How to ease into Bitcoin with limited friction

Updated: Nov 16, 2022

I originally published this on October 15, 2021. I am updating in November 2022 because it appears BlockFi is filing for bankruptcy and the credit card can no longer be used. I was excited to generate a small amount of bitcoin and have moved almost everything off before they froze withdrawals.


Below is the original post.


You've read a few blog posts (hopefully all of mine!) and are thinking that maybe this crypto stuff isn't so crazy after all. But you're still skeptical. Or maybe, you just don't have any free cash right now. I have a suggestion for you. BlockFi, a fully licensed and regulated institution will pay you bitcoin rewards of 1.5% on your credit card purchases.



Free Financial Advice: Always use a credit card if you can afford to pay it off every month. The second half of that sentence is crucial. I don't know what any of my credit card APRs are, because I don't care. Honestly, they could be 25%. It doesn't matter how much the lending institution charges me because I treat my credit cards like cash and I don't spend more than I can afford. This is not a humblebrag, this is the only rational way to use a credit card. I suspect the average U.S. cardholder's APR is somewhere around 20%. I just took a peek over at Bankrate.com and saw their preferred credit card has a 0% APR for a time, and then it converts to 15, 20, or 25% after 15 months.


I think the reasons you want to use credit card instead of a debit card are twofold: 1: lower risk for you, 2: the float grace period. If you use a debit card, the money leaves your checking account and goes to the merchant instantaneously. If you are hacked, scammed, robbed, victim of ID theft, etc, you are going to go through quite an adventure getting the funds returned to you (if ever). On the other hand, using a credit card puts that risk on the part of the lending institution. The credit card issuer is going to refund you the charge while they sort out the fraud. You also have a few more days to cover that grace period where you could have the money earning interest (8.88% at Celsius) before you pay back the credit card company.


BlockFi is the first organization that I am aware of that pays credit card rewards in Bitcoin. I don't pretend that this is going to make me wealthy, but it is a low-friction way for me to stack sats. Stacking Satoshis is the bitcoin phrase for adding to your position. Remember that 0.00000001 bitcoin is also referred to as a Satoshi. In the three months of charging and immediately paying off my BlockFi Bitcoin Rewards credit card I have earned .00355187 BTC or 355,187 sats. Today that is equivalent of $217, although next year, maybe it's worth twice that? (Bitcoin moved to $61K the day I published this.)


Back to that Free Financial Advice, you should certainly pay off all your existing credit card debt, if you are carrying any, before opening a new card. I think you should also pay off all your high-interest debt before investing in crypto. If you owe a bank 25% on money they lent you, Bitcoin is NOT going to dig you out of that hole. But, if you are not carrying any debt, and are already earning 1-3% rewards on your current card, perhaps you want to earn 1.5% back in Bitcoin.

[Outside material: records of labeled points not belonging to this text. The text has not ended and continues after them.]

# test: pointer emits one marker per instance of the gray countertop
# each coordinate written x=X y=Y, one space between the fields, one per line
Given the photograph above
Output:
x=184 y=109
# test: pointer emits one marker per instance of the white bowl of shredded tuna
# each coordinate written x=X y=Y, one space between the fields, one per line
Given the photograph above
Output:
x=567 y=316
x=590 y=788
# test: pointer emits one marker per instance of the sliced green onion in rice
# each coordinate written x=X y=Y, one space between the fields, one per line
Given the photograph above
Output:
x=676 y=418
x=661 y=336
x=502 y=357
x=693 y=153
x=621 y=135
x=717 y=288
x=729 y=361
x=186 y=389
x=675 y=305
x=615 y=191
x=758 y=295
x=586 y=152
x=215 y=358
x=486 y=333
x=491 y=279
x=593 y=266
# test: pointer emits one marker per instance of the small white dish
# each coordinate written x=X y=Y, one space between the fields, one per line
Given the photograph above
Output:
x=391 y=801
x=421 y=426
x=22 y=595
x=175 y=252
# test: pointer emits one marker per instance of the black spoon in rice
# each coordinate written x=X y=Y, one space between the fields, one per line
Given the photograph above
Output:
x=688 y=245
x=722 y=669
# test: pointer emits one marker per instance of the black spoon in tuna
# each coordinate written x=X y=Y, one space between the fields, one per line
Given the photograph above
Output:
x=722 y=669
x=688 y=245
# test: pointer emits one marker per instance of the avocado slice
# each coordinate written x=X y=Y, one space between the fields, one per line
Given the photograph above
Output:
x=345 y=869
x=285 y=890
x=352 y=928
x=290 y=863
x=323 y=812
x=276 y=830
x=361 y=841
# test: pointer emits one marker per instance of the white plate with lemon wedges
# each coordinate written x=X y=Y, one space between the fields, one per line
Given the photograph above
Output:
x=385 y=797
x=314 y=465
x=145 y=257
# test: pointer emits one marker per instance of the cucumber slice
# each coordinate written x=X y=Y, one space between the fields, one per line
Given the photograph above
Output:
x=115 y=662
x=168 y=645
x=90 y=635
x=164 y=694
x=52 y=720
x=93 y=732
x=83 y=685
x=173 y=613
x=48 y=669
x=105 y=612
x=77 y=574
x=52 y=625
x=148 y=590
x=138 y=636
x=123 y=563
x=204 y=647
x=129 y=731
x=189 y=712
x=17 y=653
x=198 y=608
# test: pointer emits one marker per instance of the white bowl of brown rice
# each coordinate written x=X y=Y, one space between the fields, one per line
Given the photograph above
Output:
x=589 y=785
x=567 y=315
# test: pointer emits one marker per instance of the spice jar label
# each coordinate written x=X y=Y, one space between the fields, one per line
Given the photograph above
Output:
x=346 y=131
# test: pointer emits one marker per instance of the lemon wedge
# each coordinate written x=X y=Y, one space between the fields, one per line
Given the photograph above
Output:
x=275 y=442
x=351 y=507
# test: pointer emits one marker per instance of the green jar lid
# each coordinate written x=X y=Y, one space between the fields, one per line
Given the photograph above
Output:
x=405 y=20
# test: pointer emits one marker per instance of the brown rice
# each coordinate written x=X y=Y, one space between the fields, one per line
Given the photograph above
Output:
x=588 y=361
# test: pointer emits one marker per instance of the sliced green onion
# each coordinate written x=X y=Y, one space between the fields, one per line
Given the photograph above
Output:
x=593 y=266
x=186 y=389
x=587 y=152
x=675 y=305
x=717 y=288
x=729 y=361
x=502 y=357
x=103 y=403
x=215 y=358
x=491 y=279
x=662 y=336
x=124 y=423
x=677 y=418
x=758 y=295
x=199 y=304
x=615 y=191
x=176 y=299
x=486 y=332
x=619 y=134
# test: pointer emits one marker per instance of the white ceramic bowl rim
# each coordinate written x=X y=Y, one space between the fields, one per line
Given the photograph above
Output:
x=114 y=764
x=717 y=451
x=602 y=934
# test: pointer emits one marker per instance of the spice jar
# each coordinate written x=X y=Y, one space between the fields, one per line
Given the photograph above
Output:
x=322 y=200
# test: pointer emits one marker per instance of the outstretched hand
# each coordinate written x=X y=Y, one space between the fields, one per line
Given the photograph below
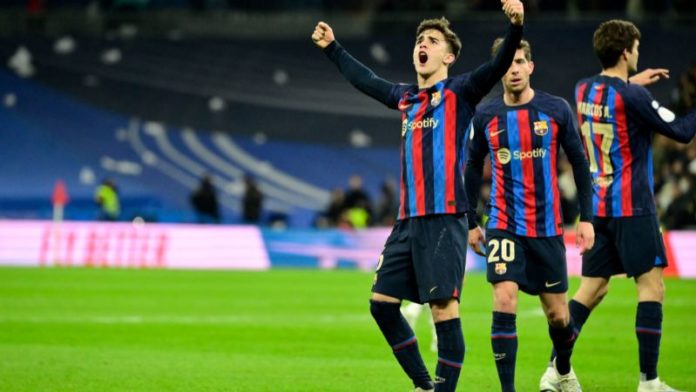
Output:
x=649 y=76
x=584 y=238
x=322 y=35
x=514 y=10
x=477 y=240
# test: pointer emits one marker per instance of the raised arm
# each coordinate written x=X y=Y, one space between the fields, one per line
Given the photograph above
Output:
x=360 y=76
x=473 y=178
x=488 y=74
x=657 y=118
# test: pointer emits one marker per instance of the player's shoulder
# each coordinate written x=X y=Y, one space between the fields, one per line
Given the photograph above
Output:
x=491 y=105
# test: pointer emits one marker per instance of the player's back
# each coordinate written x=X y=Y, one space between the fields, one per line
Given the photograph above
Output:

The way their setup works, is you earn 1.5 points on every $1 that you charge, and then once a month they convert your points to bitcoin at a rate of $0.01 per point.

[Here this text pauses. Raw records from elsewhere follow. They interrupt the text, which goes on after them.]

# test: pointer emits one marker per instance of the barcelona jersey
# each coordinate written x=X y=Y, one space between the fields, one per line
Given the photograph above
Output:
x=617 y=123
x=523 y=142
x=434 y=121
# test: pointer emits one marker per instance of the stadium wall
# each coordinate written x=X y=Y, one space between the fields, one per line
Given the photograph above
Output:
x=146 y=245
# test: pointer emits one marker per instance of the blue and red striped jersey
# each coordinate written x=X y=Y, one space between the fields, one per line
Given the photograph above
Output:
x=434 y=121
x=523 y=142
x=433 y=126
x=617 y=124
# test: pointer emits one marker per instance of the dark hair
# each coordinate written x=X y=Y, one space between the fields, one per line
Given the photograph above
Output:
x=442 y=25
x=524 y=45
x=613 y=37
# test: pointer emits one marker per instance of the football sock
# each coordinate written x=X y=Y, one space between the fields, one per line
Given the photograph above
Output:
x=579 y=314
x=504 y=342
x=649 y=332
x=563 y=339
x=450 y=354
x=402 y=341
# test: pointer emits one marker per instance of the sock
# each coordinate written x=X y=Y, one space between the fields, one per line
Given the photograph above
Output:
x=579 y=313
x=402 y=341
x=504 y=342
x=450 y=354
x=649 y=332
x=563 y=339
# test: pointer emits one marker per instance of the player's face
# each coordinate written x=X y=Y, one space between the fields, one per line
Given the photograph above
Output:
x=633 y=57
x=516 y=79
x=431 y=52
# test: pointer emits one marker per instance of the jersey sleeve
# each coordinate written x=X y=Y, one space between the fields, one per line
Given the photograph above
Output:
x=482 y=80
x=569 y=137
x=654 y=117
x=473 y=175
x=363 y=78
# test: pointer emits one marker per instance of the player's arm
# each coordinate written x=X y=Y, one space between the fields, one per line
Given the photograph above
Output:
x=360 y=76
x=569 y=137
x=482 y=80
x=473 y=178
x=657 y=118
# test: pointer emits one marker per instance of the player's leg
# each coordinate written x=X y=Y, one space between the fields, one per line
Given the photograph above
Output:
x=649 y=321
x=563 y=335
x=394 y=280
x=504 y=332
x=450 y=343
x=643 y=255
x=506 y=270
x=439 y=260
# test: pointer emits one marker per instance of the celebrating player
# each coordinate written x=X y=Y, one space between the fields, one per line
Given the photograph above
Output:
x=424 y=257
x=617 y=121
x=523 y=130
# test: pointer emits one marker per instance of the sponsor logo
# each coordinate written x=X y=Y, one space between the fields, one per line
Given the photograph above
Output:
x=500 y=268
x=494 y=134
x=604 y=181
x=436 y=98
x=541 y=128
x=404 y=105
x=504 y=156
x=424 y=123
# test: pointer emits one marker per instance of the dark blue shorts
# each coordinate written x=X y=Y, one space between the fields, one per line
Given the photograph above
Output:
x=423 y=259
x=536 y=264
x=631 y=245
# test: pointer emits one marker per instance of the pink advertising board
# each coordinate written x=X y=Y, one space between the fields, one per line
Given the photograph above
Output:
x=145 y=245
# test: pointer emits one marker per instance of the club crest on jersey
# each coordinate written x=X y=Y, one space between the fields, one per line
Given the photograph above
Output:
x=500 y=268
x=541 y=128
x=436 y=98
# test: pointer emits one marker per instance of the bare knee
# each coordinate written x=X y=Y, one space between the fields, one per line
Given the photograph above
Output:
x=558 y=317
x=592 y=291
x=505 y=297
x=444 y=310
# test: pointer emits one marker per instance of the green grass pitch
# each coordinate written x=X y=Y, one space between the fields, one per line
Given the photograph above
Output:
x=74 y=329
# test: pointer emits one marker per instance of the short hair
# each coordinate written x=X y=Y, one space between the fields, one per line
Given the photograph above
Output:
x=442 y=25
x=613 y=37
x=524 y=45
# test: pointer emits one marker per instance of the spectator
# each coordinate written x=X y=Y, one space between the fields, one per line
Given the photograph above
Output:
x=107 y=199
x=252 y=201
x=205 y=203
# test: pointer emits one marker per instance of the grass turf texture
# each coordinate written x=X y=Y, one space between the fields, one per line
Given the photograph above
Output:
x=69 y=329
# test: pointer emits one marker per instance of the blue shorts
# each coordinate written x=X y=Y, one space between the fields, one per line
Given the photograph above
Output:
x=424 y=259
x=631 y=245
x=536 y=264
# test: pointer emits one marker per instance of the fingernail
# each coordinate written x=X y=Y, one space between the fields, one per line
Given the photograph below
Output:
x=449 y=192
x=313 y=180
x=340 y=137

BlockFi will also pay you 4.5% interest on your first 0.1 bitcoin that you hold at their institution. That's not much, but it's way more than you are earning at your checking account, and more or less frictionless, and I think this is a good way to Dollar Cost Average a small amount of your money into bitcoin. My biggest complaint with BlockFi is that they keep lowering the cap on the interest reward on the crypto you store there. As BlockFi has lowered the rewards, I have moved crypto holdings away from them to places like Celsius or Voyager where I earn higher rewards.